Our story
The Refugee Info Bus was founded in March 2016 by a group of friends who had been volunteering in the Calais ‘Jungle’ for several months.
For context, Calais is a port town in Northern France where refugees try to make it to the UK. It is wet and fairly mild in summer but brutally cold and unforgiving in the winter months. De-industrialisation means that the region has had a disproportionately high unemployment rate, which helps fuel anti-immigrant sentiment. Police and CRS violence is rife, and displaced people have tents and belongings confiscated daily.
Within a year, we facilitated over 10,000 Wi-Fi logins and delivered more than 1,000 workshops to 3,000+ individuals on the UK and French asylum systems as well as ‘’know your rights’’ workshops, following and during evictions.
In March 2017, we expanded our operations to Greece. By providing multilingual legal information, we helped refugees navigate the complex and ever changing asylum process at what is one of Europe’s major points of entry. Operating in camps across the mainland and islands, we conducted this work using handouts, and audio and video materials. Our team of legal case-workers were refugees themselves and had personal experience of the asylum process in Greece. In October 2017, in response to the enormity of the situation, we launched our information video series and Facebook messaging service. With the help of Facebook, we are able now to assist considerably more people than just those who we encountered via our mobile van. From 2018-2019,we created 40 videos that have been viewed 750k times in total, each video receives on average around 20 private messages, or requests for further info or assistance.
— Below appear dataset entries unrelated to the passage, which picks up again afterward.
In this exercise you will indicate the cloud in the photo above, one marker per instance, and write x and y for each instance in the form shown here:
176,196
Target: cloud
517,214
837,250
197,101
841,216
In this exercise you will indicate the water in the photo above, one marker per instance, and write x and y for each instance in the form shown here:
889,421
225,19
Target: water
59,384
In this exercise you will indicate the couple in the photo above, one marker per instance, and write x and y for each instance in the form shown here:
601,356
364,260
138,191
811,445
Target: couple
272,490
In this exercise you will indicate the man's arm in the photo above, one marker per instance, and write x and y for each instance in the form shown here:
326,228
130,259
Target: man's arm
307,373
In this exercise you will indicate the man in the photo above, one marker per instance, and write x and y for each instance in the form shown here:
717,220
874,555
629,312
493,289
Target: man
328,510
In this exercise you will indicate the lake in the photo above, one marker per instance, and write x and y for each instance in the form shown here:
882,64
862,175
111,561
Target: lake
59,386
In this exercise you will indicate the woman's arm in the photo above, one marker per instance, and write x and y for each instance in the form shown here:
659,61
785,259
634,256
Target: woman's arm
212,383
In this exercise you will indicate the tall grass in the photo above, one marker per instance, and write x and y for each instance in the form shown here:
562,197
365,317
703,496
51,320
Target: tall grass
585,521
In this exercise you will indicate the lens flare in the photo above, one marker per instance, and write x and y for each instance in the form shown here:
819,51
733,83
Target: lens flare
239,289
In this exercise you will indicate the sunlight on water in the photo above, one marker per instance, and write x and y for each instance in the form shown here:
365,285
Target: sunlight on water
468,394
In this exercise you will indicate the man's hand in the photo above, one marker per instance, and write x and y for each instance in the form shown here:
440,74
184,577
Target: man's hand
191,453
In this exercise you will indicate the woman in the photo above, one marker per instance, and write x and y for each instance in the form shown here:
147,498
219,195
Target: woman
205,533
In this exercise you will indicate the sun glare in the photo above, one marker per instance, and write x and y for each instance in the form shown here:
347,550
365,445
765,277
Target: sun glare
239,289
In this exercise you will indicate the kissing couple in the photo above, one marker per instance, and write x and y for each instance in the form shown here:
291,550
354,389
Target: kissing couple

In April 2017 we returned to Calais. Though the ‘Jungle’ camp was destroyed, refugees continued to arrive in the town. No centralized camp has been established, with roughly five informal living settlements forming around Calais, with one larger informal settlement in Grande-Synthe. These camps were in industrial parks, in forests, under motorway bridges and in disused waste lands. Numbers in the camps tend to fluctuate throughout the year, with approximately 600 displaced people in Calais and 400 in Dunkirk at any given point throughout the year. This includes men, women and children, accompanied and unaccompanied, from Afghanistan, Sudan, Eritrea, Ethiopia and Kurdistan, with smaller numbers from various African, Middle Eastern, Asian and Eastern European countries.
Many refugees meet with our team every week to understand their rights, discuss their plans, call their family and/or access the internet. Living homeless as a refugee is fraught with anxiety, loneliness and danger. Making contact with parents, partners or children that have been left behind at home, or even stranded in transit countries can relieve this tension slightly. Every day, we see the positive effects that our service has on our beneficiaries wellbeing. While many refugees in Europe have a smartphone, funds to buy credit are less common. As a result individuals are unable to access the Internet in order either to communicate with family and friends or to plan their future. The Refugee Info bus has a model to meet this unfulfilled need, which we have piloted and successfully expanded. Whilst many excellent NGOs are providing support to those who have settled in Europe, Refugee Info Bus specialises in supporting those who are on the move, or who live in difficult or transient places.
Most displaced people in Greece are stuck in a state of limbo, trapped in a notoriously slow asylum procedure and legally unable to move off the Greek islands camps. In Greece, Refugee Info Bus was based in Athens and produced multilingual legal information videos which provide clear and accessible explanations of the complex asylum system. We suspended our ground operations in Greece in January 2020.